We can’t afford this any more, in the midst of #climatechaos, rising authoritarianism, and the enclosure of digital commons, building better tools without building better relationships, better communities, and better politics is a dead-end.
This is the core of the #geekproblem, and if we’re serious about anything more than shiny toys, it’s something we must talk about at our conferences, meetups, and hackathons. Let’s stop pretending code is apolitical, let’s start with this: tech is social, or it is nothing.

Let’s be blunt, “inclusive” tech/#NGO events talk about change but don’t platform the people doing the hard, messy work of building this path. This is a real problem, rooted in comfort, control, and careerism.
Radical grassroots projects like the Open Media Network (#OMN) exist precisely to challenge the #mainstreaming mess, not to dress it up. We aren’t here to repeat feel-good slogans and deliver polished #PR. We’re here to offer lived solutions grounded in the #4opens and decades of collective, hands-dirty work.
So why should OMN and similar voices be invited in?
- We speak from the grassroots, not the conference stage.
- We build tools that people have historically used, not just write funding proposals about.
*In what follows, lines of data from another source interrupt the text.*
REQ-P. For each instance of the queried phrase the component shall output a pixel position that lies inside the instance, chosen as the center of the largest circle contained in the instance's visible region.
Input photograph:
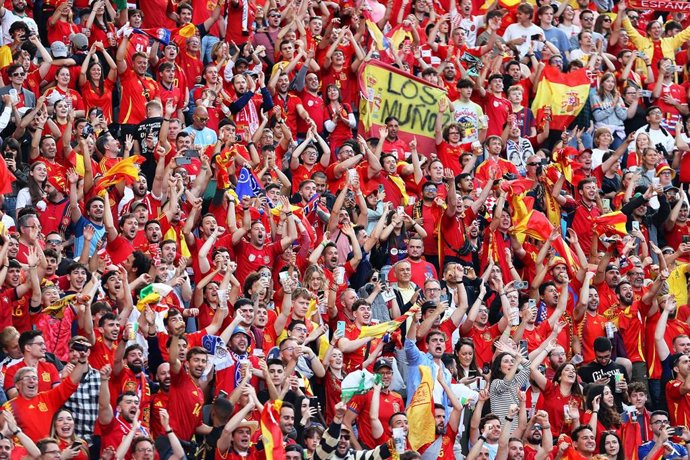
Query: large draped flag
(125, 170)
(386, 91)
(6, 178)
(565, 93)
(611, 224)
(677, 284)
(159, 34)
(379, 330)
(270, 429)
(420, 412)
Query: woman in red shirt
(340, 121)
(62, 429)
(61, 24)
(75, 104)
(101, 28)
(96, 90)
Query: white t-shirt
(514, 31)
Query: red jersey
(354, 360)
(678, 404)
(483, 340)
(389, 404)
(34, 416)
(101, 354)
(48, 375)
(128, 381)
(591, 327)
(553, 402)
(629, 323)
(450, 156)
(184, 405)
(93, 97)
(137, 91)
(250, 258)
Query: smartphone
(523, 347)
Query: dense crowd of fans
(199, 239)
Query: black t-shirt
(594, 371)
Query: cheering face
(197, 365)
(64, 424)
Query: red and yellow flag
(420, 412)
(565, 93)
(125, 170)
(381, 329)
(611, 224)
(270, 429)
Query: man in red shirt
(137, 88)
(33, 409)
(678, 391)
(257, 253)
(127, 411)
(390, 403)
(356, 350)
(186, 398)
(584, 211)
(32, 344)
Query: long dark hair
(608, 416)
(98, 85)
(576, 390)
(456, 353)
(602, 444)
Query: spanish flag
(126, 170)
(6, 178)
(420, 412)
(381, 329)
(270, 430)
(611, 224)
(565, 93)
(677, 284)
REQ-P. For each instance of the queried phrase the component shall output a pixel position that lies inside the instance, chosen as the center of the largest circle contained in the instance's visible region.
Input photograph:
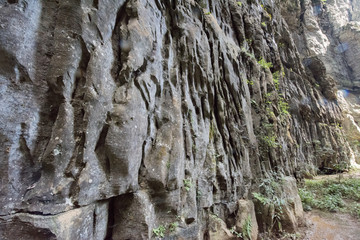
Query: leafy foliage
(159, 231)
(330, 195)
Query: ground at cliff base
(333, 204)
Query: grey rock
(122, 116)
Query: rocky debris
(120, 117)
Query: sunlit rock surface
(119, 117)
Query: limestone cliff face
(118, 117)
(330, 32)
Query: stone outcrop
(329, 31)
(149, 119)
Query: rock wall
(122, 117)
(330, 32)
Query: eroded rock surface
(121, 117)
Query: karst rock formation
(144, 119)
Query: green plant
(270, 196)
(264, 64)
(173, 226)
(247, 228)
(270, 141)
(187, 184)
(249, 82)
(307, 199)
(234, 232)
(283, 106)
(159, 231)
(330, 195)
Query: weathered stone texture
(118, 117)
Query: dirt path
(331, 226)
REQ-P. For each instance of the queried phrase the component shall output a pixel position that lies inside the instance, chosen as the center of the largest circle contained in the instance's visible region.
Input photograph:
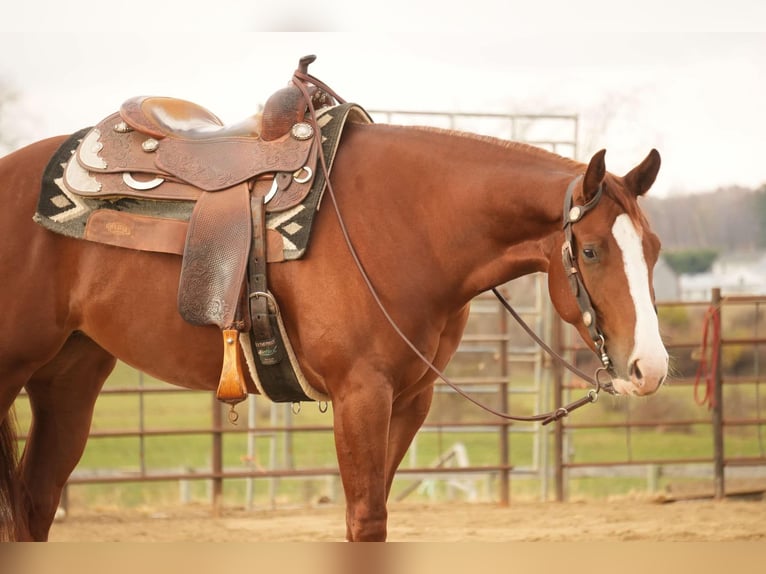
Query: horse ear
(594, 175)
(641, 177)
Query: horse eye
(590, 253)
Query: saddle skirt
(112, 184)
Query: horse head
(602, 283)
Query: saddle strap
(268, 350)
(215, 258)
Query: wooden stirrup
(231, 386)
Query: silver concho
(302, 131)
(575, 213)
(150, 145)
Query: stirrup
(231, 386)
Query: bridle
(572, 214)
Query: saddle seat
(162, 117)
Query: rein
(300, 78)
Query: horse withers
(419, 221)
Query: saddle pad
(66, 213)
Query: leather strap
(264, 339)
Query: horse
(419, 222)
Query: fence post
(217, 456)
(558, 391)
(717, 409)
(505, 479)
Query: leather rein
(572, 214)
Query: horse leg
(411, 408)
(62, 395)
(407, 417)
(361, 417)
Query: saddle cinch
(170, 149)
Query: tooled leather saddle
(171, 149)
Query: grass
(586, 441)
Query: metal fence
(716, 397)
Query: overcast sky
(690, 83)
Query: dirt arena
(615, 520)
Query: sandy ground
(616, 520)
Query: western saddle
(171, 149)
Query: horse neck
(483, 211)
(509, 198)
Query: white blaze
(648, 349)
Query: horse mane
(515, 146)
(628, 202)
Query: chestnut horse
(436, 217)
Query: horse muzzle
(645, 375)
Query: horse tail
(10, 500)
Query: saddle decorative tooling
(173, 150)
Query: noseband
(573, 214)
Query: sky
(639, 75)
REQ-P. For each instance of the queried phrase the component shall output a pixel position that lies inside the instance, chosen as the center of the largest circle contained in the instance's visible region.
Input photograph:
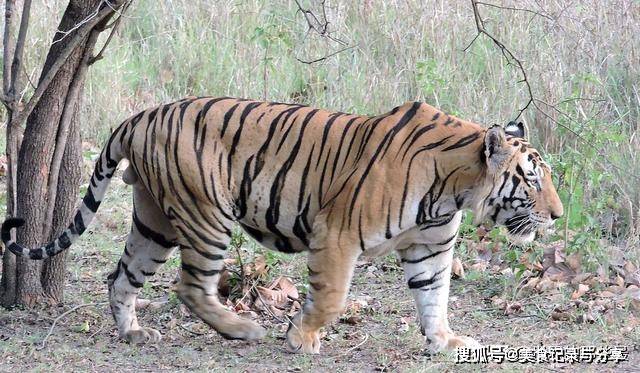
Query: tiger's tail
(103, 172)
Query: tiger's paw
(142, 335)
(449, 342)
(301, 341)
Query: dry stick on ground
(532, 100)
(44, 341)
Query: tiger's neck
(453, 152)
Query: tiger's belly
(432, 233)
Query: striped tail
(103, 172)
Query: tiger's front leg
(330, 272)
(427, 269)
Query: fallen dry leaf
(512, 308)
(480, 266)
(456, 268)
(580, 291)
(558, 315)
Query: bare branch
(314, 24)
(319, 26)
(63, 130)
(532, 101)
(114, 28)
(44, 341)
(325, 57)
(8, 48)
(517, 9)
(509, 56)
(19, 51)
(77, 38)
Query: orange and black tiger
(302, 179)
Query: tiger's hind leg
(198, 288)
(149, 245)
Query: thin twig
(364, 340)
(532, 101)
(44, 341)
(114, 28)
(191, 331)
(516, 9)
(321, 28)
(325, 57)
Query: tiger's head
(518, 191)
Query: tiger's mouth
(521, 228)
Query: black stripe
(64, 241)
(387, 139)
(463, 142)
(152, 235)
(416, 284)
(193, 271)
(422, 259)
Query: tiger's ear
(496, 151)
(517, 130)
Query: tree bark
(51, 147)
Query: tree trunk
(50, 155)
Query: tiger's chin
(521, 239)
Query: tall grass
(581, 57)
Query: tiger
(337, 186)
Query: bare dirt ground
(378, 333)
- We hold space for #DIY, for #p2p, for real change, not only the reform theatre.
If your event doesn’t include these voices, like almost all of them, it’s the #mainstreaming problem of locking out knowledge, networks, and resistance, which the events #PR claims to support.
#KISS, this doesn’t need to be a fight, let’s make events better together. Can you imagine real dialogue between grassroots builders and NGO funders? Imagine shared workshops where friction leads to function, messy, honest space that acknowledges power dynamics – and really then starts to do something about this mess.
Want a better event?
Put grassroots groups on the stage, not just in the audience.
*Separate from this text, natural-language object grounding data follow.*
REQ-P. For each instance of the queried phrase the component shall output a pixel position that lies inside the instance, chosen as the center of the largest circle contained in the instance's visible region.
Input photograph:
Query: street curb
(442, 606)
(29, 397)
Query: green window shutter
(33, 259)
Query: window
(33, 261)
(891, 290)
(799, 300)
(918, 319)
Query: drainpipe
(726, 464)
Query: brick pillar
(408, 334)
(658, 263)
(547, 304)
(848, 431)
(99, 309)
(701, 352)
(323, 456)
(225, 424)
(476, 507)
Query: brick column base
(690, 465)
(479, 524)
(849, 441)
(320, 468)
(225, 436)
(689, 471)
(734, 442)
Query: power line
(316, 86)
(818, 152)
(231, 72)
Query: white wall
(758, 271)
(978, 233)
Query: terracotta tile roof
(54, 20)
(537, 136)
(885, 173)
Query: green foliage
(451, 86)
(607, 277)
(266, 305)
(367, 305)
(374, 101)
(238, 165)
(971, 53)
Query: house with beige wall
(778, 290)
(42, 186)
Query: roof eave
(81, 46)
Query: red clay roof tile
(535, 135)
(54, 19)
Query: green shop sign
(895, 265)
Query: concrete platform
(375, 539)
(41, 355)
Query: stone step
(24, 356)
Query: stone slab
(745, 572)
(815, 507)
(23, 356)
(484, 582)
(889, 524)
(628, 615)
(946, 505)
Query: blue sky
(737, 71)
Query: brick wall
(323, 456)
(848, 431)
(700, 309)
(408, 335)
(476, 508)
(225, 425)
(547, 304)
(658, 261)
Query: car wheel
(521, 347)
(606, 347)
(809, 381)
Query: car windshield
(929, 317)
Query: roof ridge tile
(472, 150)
Pay people for their time — especially those working outside institutions.
Focus on practice, not just policy.
Drop the gatekeeping.
Build open process into your event — make your own structure accountable to the #4opens.

But, remember, we aren’t going just to play nice, to be seen, we’ll come to compost the status quo, and plant something that might actually grow. Let’s try and maybe do this right, please.